Вдоль стены снизу уже желтела новыми стругаными досками обшивка. Засыпанные между нею и стеной опилки, смешанные с собранным в лесу игольником, сохранят от промерзания фундамент, и полы в палатах всегда будут теплые. Но что за странное дело: среди незнакомых плотников она вдруг увидела трех колхозников, которых сама недавно положила в стационар. Один из них с рыхлым вялым лицом — гипертоник. Второй, длиннорукий и длинношеий мужчина, страдал болями в кишечнике, она положила его на обследование. У третьего, верткого, с кривой правой ногой, открылась в бедре рана. Все они работали вместе с плотниками. «Да что же это такое? Кто разрешил?» — возмутилась она, хотела прогнать в корпус, пригрозить выпиской. Но что-то удержало ее, и она, присев на завалинку, подозвала их к себе, спросила, давно ли курили.
— Да, пожалуй, и закурить пора, — сказал длиннорукий, присаживаясь рядом с ней и вытаскивая из кармана халата кисет с махрой. — За работой забывается, а в палате душа тоскует по самокрутке.
Он вначале протянул кисет гипертонику, но тот испуганно закрутил головой — по совету врача отвыкал курить, потом сам ловко стал крутить из газеты папироску длинными пальцами. Кривоногий опустился на щепки, вытянув раненую ногу, привычно ошарил грудь, но халат не гимнастерка, карманов тут не оказалось. И пачку «Прибоя» он ловко достал откуда-то из-за пояса, лихо вытолкнул папироску, предложил доктору. Та сердито взглянула: не соблазняй!
— Что это вы, брательники? У вас режим, а вы тут плотничаете, — заговорила она обиженно, но про себя чувствуя, что не выволочку они заслужили, а похвалу, раз не остались равнодушными к больничной нужде и вышли на помощь без приглашения. «Да и без спроса тоже», — продолжила она свою мысль, зная загодя, что никто бы им это не позволил. — Мешают ведь? — спросила она у плотников, приставших к ним покурить.
— Не мешают, — басом ответил ближний к Наде мужчина, маслеными глазами оглядывая доктора. — Чего грешить, вон тот, — он кивнул на долгорукого, — почище нас, может, сработает.
А долгорукий не оправдывался, никак не отозвался на похвальбу, лишь сказал, сокрушаясь:
— Ну, право, доктор, чтобы в палате рассиживать, надо иметь при себе железную терпелку, либо ту самую ленивую лень, либо болезнь, которая, что кандалы, к месту приковывает.
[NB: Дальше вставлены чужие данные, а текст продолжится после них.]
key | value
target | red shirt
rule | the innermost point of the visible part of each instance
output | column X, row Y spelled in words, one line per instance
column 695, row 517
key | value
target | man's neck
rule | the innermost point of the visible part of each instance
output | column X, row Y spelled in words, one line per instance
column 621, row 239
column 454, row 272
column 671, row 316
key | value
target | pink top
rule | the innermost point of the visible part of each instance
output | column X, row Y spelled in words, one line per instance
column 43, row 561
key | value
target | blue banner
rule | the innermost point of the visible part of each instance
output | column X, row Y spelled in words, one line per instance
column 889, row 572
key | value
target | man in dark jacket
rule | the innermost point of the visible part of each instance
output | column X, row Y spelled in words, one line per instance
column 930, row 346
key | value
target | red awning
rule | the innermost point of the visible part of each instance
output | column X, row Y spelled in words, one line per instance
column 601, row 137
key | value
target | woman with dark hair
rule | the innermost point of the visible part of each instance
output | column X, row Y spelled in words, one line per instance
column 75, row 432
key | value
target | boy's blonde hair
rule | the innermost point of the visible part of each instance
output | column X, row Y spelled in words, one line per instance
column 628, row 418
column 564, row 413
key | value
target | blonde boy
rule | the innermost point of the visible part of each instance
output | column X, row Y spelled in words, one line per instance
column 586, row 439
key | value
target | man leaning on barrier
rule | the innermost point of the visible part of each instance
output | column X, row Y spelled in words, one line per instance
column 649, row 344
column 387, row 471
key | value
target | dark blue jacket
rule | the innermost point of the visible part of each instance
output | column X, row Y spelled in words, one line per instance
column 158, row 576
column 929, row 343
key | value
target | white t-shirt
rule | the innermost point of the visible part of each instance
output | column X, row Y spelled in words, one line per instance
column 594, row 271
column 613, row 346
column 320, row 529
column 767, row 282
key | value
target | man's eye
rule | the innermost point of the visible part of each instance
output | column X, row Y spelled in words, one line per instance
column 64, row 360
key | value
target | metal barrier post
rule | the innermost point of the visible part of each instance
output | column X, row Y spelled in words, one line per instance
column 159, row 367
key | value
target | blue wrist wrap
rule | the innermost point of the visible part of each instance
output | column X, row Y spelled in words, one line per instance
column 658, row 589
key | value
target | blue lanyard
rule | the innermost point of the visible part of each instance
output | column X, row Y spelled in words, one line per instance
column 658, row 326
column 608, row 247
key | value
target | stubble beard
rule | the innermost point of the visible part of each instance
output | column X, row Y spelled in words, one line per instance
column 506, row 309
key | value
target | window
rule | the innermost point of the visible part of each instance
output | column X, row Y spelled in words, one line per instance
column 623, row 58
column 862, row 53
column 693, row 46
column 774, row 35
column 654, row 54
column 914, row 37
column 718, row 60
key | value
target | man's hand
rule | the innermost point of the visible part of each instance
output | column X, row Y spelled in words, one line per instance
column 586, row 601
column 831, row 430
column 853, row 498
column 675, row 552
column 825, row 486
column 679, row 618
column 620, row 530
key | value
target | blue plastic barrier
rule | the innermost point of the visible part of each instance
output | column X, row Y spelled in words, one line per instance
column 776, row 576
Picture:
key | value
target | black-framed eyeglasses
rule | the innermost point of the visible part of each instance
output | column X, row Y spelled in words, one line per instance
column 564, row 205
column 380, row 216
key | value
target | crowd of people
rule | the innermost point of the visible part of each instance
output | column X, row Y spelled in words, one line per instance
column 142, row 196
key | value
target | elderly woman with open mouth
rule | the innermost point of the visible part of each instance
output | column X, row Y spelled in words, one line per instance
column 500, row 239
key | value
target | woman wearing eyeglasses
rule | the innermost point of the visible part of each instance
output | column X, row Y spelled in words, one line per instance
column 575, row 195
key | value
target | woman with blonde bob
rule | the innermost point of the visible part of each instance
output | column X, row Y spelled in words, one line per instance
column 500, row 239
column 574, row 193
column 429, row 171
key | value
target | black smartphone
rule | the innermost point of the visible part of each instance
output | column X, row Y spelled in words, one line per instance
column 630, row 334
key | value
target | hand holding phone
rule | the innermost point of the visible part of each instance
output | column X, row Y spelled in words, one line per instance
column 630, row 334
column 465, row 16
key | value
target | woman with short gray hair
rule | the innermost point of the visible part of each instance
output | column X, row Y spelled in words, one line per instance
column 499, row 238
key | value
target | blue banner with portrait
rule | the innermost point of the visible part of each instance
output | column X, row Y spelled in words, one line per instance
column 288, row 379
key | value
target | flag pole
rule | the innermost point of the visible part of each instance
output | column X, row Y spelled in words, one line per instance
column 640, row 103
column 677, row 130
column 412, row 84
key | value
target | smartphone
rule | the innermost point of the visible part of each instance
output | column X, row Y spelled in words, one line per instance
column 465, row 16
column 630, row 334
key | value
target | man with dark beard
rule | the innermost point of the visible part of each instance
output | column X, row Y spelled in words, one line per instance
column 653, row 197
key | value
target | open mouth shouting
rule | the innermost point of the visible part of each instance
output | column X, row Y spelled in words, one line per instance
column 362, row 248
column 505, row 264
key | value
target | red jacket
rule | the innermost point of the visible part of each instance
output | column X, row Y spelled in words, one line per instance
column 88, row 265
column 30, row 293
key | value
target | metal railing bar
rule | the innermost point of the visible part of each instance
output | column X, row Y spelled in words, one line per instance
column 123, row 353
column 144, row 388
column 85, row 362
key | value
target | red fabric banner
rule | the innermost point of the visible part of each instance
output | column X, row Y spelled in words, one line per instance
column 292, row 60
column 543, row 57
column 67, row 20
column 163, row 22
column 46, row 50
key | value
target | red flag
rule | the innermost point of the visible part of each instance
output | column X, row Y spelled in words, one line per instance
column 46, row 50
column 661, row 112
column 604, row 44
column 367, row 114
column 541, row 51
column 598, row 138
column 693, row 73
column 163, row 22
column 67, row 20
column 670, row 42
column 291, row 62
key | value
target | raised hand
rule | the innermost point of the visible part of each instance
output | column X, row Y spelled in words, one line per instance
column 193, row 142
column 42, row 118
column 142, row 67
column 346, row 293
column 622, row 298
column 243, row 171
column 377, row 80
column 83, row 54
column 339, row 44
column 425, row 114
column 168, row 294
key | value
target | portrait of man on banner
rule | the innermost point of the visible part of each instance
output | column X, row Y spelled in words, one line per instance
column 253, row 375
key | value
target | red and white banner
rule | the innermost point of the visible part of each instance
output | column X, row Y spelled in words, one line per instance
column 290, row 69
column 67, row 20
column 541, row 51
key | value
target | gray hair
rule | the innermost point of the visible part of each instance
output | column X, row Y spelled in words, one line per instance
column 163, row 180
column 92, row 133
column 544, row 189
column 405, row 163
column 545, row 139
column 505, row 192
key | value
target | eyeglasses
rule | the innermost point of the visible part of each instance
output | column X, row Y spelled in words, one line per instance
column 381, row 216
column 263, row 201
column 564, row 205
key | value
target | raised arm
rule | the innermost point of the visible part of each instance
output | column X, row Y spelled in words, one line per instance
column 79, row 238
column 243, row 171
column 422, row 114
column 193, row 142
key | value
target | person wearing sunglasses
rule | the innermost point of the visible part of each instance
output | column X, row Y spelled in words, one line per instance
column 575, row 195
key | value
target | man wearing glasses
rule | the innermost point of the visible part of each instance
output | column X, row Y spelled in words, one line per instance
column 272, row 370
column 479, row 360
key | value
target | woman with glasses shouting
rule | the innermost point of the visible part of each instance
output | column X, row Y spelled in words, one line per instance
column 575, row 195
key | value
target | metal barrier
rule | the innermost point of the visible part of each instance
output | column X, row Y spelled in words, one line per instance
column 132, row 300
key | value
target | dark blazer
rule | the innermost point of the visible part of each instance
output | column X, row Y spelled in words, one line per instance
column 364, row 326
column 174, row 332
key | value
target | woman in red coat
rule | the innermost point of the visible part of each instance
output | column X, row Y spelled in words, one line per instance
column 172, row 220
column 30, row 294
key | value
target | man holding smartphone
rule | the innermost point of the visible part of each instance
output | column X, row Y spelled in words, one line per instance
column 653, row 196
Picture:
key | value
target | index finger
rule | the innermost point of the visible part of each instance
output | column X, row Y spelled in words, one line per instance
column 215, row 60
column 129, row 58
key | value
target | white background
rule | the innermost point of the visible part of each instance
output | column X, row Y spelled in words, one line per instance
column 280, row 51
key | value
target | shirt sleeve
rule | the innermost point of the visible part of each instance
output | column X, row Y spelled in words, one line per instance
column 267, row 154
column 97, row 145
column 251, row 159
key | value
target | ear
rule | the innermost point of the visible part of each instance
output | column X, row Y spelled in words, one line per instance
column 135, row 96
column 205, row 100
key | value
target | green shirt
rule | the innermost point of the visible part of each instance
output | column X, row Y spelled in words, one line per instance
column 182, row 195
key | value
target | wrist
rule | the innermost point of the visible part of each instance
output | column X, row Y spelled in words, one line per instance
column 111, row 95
А пока на ногах, лежать скучно и грешно. Да и обветшали вы непоправимо. Вот мы и…
— Ну что ж, — не стала возражать Надя, — в госпиталях, на фронте, были у нас команды выздоравливающих. Охрану несли, посильные работы выполняли. Подумаем и мы.
На прием к ней «пришло много людей. Откуда узнали, что именно она сегодня в «полуклинике»? Странно, странно… Первым вызвала инвалида с хроническим остеомиелитом нижней челюсти. «Женился. Попервости было ничего. А теперь осложнение. Жена не ложится вместе, морду воротит от запаха…» Был бы рентген, обследовала бы, почистила. Придется направлять в Новоград, в госпиталь. Когда туда соберется, да примут ли еще? Вторым был лейтенант Ертюхов. Проникающее ранение черепа. Инородное тело в головном мозге. Бледный, с вялой рефлексией. Ертюхов был ранен под Мейссеном, в Германии. Она представила… Недели беспамятства, потом слепота, признаки нарушения дыхания. Мать, худенькая женщина в черном, хлопотливая до суетливости, ждавшая с войны мужа и сына, но дождавшаяся лишь одного сына, какой-то странной виной винившая себя в том, что случилось, на руках внесла своего Сережку. Где она только не побывала с ним! Выложила на стол и рентгеновские снимки, и заключения известных нейрохирургов. Но все лишь этим и ограничилось, и Наде как-то нехорошо сделалось от подробных и точных описаний, за которыми ничего не следовало. Беспомощность или равнодушие?